Recent Reports from Three Ascendium-Funded Projects Add to Roadmap for Systemic Change
All of our grant projects are aimed at helping the field better understand policies and practices that can remove systemic obstacles to enable more students from low-income backgrounds to succeed in postsecondary education and workforce training. Three recent reports springing from Ascendium-funded projects are adding to the body of knowledge of what institutions can do to improve their students chances of success.
Building enhanced services into Promise programs
MDRC has issued a policy brief outlining early lessons from the College Promise Success Initiative. The brief, “Designing for Success,” explores how Promise programs are building enhanced student services into their models to increase success among students from low-income backgrounds.

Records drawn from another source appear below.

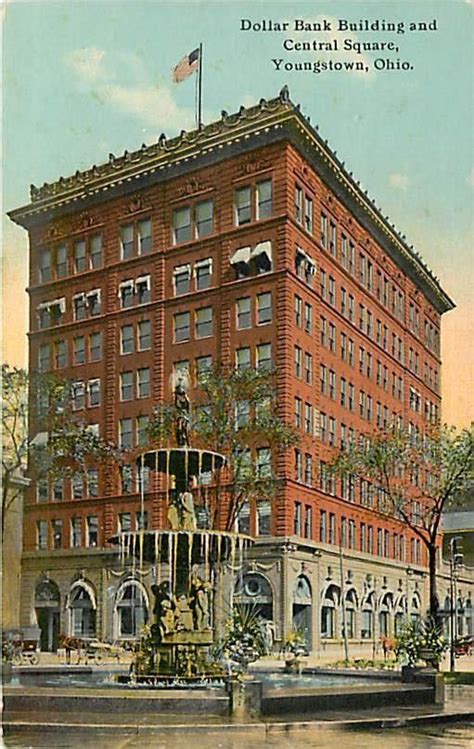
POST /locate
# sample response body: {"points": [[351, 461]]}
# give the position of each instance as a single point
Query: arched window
{"points": [[367, 624], [350, 604], [131, 609], [82, 607], [384, 614], [328, 611]]}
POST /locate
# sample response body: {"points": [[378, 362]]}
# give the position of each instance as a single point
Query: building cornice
{"points": [[268, 122]]}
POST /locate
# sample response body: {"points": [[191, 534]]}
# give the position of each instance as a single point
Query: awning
{"points": [[206, 263], [262, 248], [182, 269], [242, 255], [125, 285], [145, 280]]}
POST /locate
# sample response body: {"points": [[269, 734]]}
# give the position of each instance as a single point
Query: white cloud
{"points": [[153, 105], [398, 181], [88, 64]]}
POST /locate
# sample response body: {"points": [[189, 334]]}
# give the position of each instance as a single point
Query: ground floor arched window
{"points": [[82, 609], [131, 610], [329, 605]]}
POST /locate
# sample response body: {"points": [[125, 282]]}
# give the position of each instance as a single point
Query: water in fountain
{"points": [[186, 558]]}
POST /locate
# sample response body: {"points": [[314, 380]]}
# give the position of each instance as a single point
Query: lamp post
{"points": [[455, 560]]}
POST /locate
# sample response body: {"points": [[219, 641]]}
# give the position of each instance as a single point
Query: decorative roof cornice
{"points": [[276, 119]]}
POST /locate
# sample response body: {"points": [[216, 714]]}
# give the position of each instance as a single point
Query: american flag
{"points": [[186, 66]]}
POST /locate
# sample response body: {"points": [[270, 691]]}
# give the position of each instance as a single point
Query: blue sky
{"points": [[82, 79]]}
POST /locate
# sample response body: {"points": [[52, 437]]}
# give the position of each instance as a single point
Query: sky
{"points": [[82, 79]]}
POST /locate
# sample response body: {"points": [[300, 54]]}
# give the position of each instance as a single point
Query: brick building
{"points": [[244, 243]]}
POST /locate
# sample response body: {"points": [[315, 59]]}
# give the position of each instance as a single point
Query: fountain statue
{"points": [[186, 558]]}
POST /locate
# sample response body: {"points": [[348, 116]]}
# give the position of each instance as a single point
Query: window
{"points": [[244, 314], [144, 335], [264, 308], [182, 327], [126, 477], [42, 490], [58, 490], [44, 357], [332, 238], [142, 432], [298, 412], [203, 368], [264, 199], [42, 534], [308, 318], [297, 519], [60, 354], [125, 433], [308, 469], [143, 383], [264, 519], [44, 266], [93, 387], [126, 339], [80, 257], [144, 236], [76, 533], [308, 521], [96, 251], [182, 279], [264, 462], [308, 368], [126, 386], [264, 356], [126, 241], [308, 214], [203, 273], [78, 396], [243, 208], [61, 261], [242, 358], [95, 346], [143, 289], [77, 486], [243, 519], [80, 307], [323, 527], [126, 293], [92, 530], [204, 322], [92, 482], [298, 362], [182, 230], [298, 311], [324, 230], [298, 204]]}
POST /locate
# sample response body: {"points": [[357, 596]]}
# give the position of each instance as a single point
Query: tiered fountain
{"points": [[186, 558]]}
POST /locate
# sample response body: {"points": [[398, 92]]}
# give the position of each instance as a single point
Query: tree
{"points": [[60, 444], [419, 477], [236, 415]]}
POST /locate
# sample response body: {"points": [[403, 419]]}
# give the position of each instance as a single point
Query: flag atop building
{"points": [[186, 66]]}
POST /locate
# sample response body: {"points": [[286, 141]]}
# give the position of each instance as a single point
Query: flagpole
{"points": [[200, 88]]}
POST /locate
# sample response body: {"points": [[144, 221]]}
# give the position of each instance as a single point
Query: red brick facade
{"points": [[357, 342]]}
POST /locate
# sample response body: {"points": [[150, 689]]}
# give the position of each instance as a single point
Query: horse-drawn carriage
{"points": [[21, 646], [88, 650]]}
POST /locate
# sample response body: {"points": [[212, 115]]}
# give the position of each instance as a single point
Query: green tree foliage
{"points": [[41, 434], [235, 415], [420, 477]]}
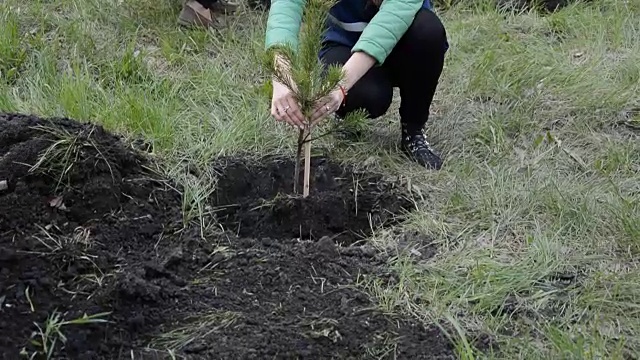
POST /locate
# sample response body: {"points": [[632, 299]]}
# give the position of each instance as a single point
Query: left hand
{"points": [[326, 106]]}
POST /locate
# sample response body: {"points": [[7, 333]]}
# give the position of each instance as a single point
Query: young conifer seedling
{"points": [[301, 70]]}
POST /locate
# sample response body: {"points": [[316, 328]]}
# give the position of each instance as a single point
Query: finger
{"points": [[327, 109], [320, 109], [295, 114], [284, 111]]}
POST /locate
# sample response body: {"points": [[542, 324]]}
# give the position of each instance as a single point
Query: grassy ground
{"points": [[535, 214]]}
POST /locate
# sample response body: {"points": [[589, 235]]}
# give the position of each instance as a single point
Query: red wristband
{"points": [[344, 95]]}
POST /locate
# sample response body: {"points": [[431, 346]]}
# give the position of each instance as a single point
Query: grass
{"points": [[536, 212]]}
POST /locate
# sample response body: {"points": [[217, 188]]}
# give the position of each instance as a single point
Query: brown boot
{"points": [[225, 6], [193, 14]]}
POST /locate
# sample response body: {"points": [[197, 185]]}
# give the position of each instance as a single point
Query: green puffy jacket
{"points": [[352, 23]]}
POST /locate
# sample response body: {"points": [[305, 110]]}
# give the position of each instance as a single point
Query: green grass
{"points": [[536, 212]]}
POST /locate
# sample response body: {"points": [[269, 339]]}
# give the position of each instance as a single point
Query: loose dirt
{"points": [[92, 230]]}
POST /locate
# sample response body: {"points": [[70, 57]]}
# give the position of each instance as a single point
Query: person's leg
{"points": [[415, 65], [373, 92], [199, 13]]}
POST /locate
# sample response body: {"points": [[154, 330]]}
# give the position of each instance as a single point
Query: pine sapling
{"points": [[301, 71]]}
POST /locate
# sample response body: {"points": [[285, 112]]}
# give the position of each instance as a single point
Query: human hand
{"points": [[327, 105], [284, 106]]}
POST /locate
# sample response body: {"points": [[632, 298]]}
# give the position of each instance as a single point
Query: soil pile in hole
{"points": [[256, 199], [107, 236]]}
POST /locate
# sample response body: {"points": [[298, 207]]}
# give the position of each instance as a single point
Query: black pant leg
{"points": [[415, 65]]}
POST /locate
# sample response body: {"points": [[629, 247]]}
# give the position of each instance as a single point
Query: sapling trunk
{"points": [[307, 162], [296, 175]]}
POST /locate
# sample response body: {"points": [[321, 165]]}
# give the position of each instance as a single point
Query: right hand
{"points": [[284, 106]]}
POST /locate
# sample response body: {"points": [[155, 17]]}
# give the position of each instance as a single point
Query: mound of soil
{"points": [[87, 229], [256, 200]]}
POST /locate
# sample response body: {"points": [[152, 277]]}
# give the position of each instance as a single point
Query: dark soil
{"points": [[256, 200], [107, 237]]}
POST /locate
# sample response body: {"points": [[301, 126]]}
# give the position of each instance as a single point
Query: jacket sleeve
{"points": [[283, 23], [387, 27]]}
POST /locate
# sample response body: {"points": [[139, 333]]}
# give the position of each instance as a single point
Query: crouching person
{"points": [[380, 44]]}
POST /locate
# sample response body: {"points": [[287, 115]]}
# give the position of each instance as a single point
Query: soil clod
{"points": [[93, 248]]}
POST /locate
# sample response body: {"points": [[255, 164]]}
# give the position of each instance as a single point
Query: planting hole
{"points": [[255, 199]]}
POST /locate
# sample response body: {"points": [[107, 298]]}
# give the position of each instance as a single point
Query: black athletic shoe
{"points": [[417, 148]]}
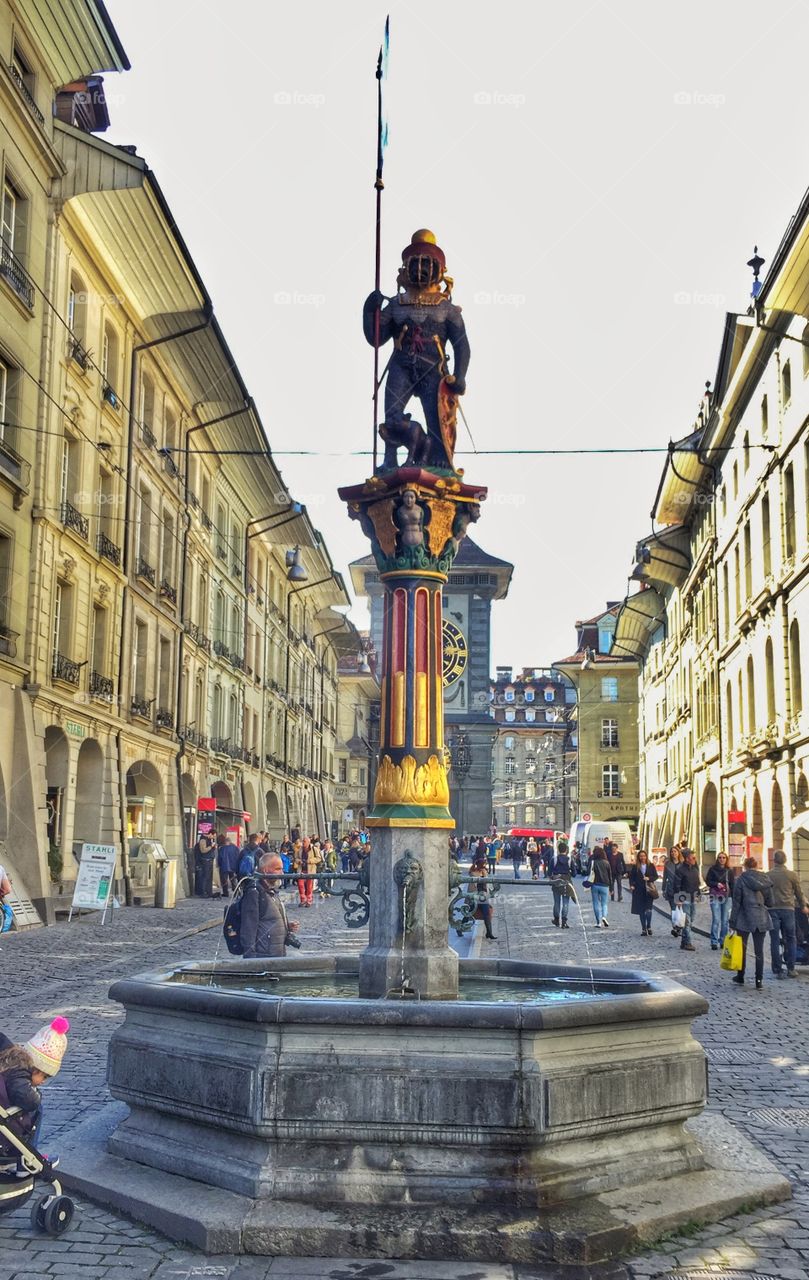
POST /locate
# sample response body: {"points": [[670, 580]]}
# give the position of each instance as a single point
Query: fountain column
{"points": [[415, 520]]}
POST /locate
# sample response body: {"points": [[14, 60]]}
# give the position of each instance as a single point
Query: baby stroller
{"points": [[51, 1212]]}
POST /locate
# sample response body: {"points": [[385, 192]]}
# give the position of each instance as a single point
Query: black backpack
{"points": [[232, 927]]}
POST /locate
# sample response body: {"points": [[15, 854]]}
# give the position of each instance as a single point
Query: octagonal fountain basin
{"points": [[538, 1086]]}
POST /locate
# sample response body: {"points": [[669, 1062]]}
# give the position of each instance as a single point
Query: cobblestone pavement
{"points": [[757, 1045]]}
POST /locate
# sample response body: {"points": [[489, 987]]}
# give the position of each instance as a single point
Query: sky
{"points": [[597, 174]]}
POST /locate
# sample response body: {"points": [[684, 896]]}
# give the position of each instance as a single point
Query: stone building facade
{"points": [[169, 630], [734, 497], [606, 712], [534, 750]]}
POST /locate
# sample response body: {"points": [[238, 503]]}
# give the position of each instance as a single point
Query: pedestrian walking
{"points": [[513, 853], [600, 883], [753, 896], [667, 885], [227, 863], [264, 927], [533, 850], [720, 880], [617, 865], [641, 876], [561, 885], [787, 897], [686, 894], [204, 855], [484, 909]]}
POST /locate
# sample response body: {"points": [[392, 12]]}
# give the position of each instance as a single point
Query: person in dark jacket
{"points": [[23, 1070], [617, 865], [686, 894], [641, 874], [600, 885], [227, 862], [720, 880], [264, 926], [561, 883], [787, 900], [753, 896], [204, 854]]}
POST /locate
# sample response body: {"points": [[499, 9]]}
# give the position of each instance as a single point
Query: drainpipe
{"points": [[126, 558]]}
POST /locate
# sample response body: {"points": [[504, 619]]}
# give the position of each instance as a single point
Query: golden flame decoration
{"points": [[410, 782]]}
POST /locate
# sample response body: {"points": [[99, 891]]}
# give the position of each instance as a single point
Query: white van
{"points": [[592, 833]]}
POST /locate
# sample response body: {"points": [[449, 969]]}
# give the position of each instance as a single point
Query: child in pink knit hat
{"points": [[23, 1069]]}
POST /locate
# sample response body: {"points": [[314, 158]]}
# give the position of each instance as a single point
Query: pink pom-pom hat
{"points": [[48, 1046]]}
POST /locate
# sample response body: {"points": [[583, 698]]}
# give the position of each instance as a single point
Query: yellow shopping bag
{"points": [[732, 952]]}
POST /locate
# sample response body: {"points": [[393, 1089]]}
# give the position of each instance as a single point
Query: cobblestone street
{"points": [[757, 1045]]}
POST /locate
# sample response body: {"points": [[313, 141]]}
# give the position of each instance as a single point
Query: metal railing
{"points": [[100, 686], [26, 94], [145, 570], [108, 548], [16, 274], [65, 670], [73, 519]]}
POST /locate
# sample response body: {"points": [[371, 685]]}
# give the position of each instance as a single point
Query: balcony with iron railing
{"points": [[146, 571], [106, 547], [78, 353], [100, 686], [73, 519], [24, 92], [65, 670], [8, 641], [110, 397], [16, 275]]}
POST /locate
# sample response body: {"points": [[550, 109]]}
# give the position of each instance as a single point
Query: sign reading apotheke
{"points": [[94, 882]]}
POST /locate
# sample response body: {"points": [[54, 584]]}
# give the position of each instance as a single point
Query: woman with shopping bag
{"points": [[641, 878], [750, 917]]}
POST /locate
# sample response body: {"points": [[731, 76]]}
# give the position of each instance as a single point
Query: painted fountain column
{"points": [[415, 516]]}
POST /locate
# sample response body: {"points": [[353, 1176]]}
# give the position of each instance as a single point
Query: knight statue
{"points": [[421, 320]]}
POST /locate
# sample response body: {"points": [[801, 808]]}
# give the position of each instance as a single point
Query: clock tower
{"points": [[475, 580]]}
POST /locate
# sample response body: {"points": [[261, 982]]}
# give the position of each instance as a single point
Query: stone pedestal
{"points": [[420, 959]]}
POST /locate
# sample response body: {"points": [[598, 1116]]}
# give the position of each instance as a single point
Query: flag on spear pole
{"points": [[382, 142]]}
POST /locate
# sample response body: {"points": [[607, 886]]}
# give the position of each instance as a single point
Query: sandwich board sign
{"points": [[94, 883]]}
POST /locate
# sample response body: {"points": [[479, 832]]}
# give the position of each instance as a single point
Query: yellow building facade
{"points": [[167, 600]]}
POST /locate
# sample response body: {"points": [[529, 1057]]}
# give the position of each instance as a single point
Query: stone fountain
{"points": [[408, 1104]]}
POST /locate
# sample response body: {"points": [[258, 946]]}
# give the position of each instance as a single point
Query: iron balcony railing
{"points": [[78, 353], [108, 548], [100, 686], [26, 94], [65, 670], [145, 571], [16, 274], [73, 519]]}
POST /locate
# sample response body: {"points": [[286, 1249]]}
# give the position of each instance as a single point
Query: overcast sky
{"points": [[597, 174]]}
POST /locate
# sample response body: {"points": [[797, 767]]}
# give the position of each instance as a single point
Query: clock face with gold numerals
{"points": [[456, 653]]}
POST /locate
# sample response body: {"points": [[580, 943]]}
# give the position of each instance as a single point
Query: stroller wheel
{"points": [[53, 1215]]}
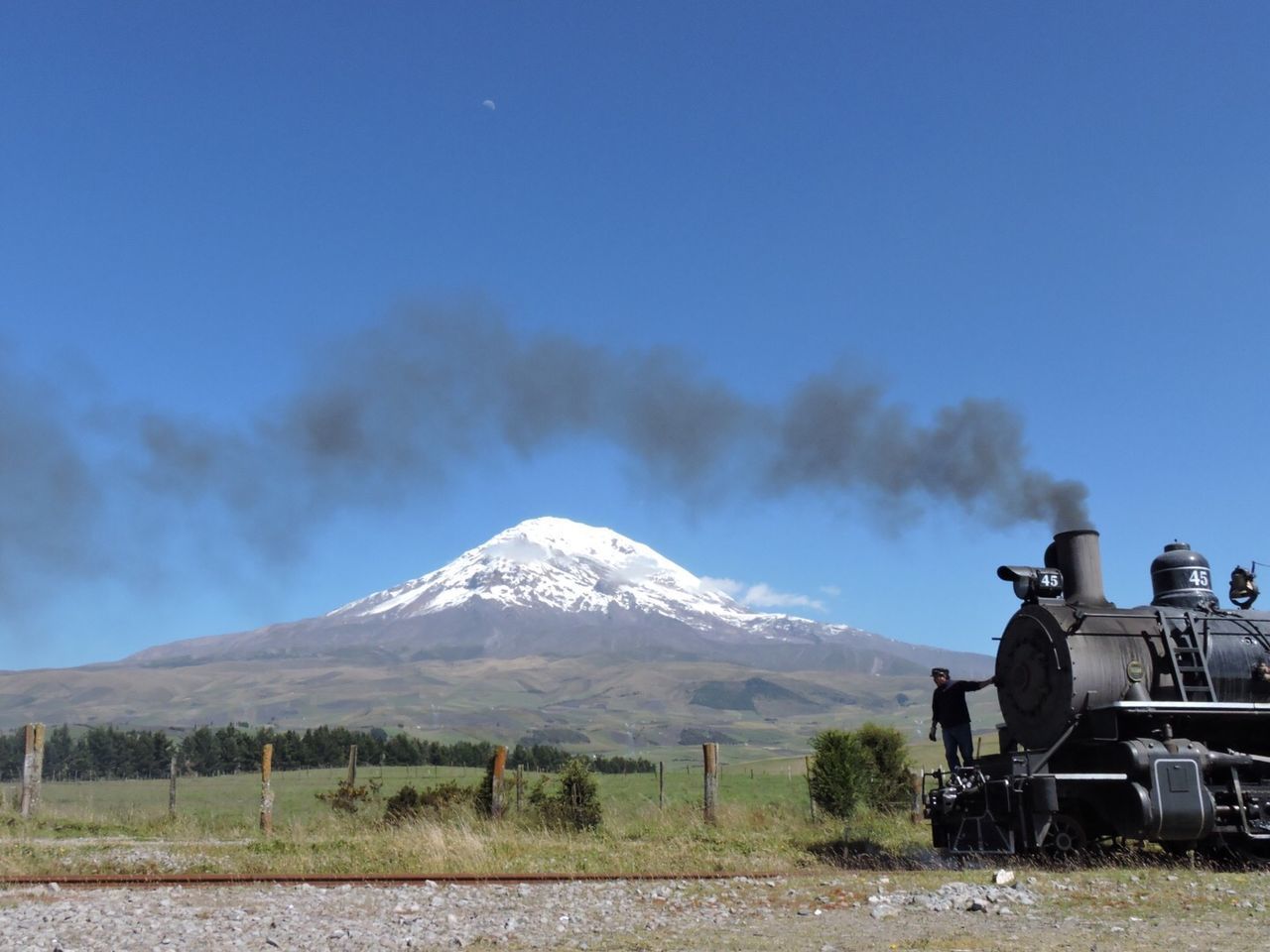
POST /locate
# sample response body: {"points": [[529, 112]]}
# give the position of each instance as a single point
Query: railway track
{"points": [[146, 880]]}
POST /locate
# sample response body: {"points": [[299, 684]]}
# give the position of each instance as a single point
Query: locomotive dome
{"points": [[1182, 579]]}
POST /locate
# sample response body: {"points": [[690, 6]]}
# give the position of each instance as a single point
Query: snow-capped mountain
{"points": [[562, 565], [556, 588]]}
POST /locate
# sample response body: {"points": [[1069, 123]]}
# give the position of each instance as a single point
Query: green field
{"points": [[765, 825]]}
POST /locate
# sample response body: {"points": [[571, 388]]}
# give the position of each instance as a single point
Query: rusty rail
{"points": [[146, 880]]}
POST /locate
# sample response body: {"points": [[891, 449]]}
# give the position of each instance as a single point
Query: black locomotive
{"points": [[1120, 724]]}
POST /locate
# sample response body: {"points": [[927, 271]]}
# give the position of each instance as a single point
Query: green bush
{"points": [[890, 782], [866, 769], [409, 803], [347, 796], [575, 803], [839, 772]]}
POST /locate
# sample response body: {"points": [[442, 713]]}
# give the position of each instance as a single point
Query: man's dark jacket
{"points": [[948, 702]]}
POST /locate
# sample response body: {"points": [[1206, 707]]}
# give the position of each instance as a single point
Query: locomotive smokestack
{"points": [[1076, 553]]}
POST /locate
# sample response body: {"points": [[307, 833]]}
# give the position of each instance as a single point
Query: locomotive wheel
{"points": [[1066, 837]]}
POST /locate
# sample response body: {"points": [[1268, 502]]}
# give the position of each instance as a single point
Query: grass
{"points": [[763, 825]]}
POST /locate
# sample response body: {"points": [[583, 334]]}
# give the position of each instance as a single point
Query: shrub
{"points": [[889, 783], [865, 769], [347, 797], [839, 772], [575, 803], [409, 803]]}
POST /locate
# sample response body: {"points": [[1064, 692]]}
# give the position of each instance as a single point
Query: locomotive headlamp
{"points": [[1033, 584], [1243, 587]]}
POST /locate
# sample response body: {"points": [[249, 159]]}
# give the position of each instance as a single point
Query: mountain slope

Satisfactory academic progress
The Finish Line: Graduation by Design is a project that explores student behaviors, college policies and institutional practices that prevent students from completing the credits they start, landing many of them on financial aid probation and suppressing completion rates. MDRC recently published a report detailing their findings from three colleges in the Minnesota State system and offering six strategies colleges can use to help their students maintain satisfactory academic progress and avoid financial aid probation.
MDRC recently published a report highlighting findings from their analysis of Ascendiums Career Ready Internship (CRI) program for four-year colleges, which we launched in 2015. The CRI program provided funding and support to 33 institutions in four states to develop quality paid internships for students from low-income backgrounds. The analysis found that colleges were successful in placing underrepresented students into valuable internships, and employers appreciated the program. However, colleges have struggled to sustain the programs after the end of the grant period.
We hope practitioners gain actionable insights from this trio of reports, ultimately leading to broad, meaningful change that benefits students facing barriers to completion.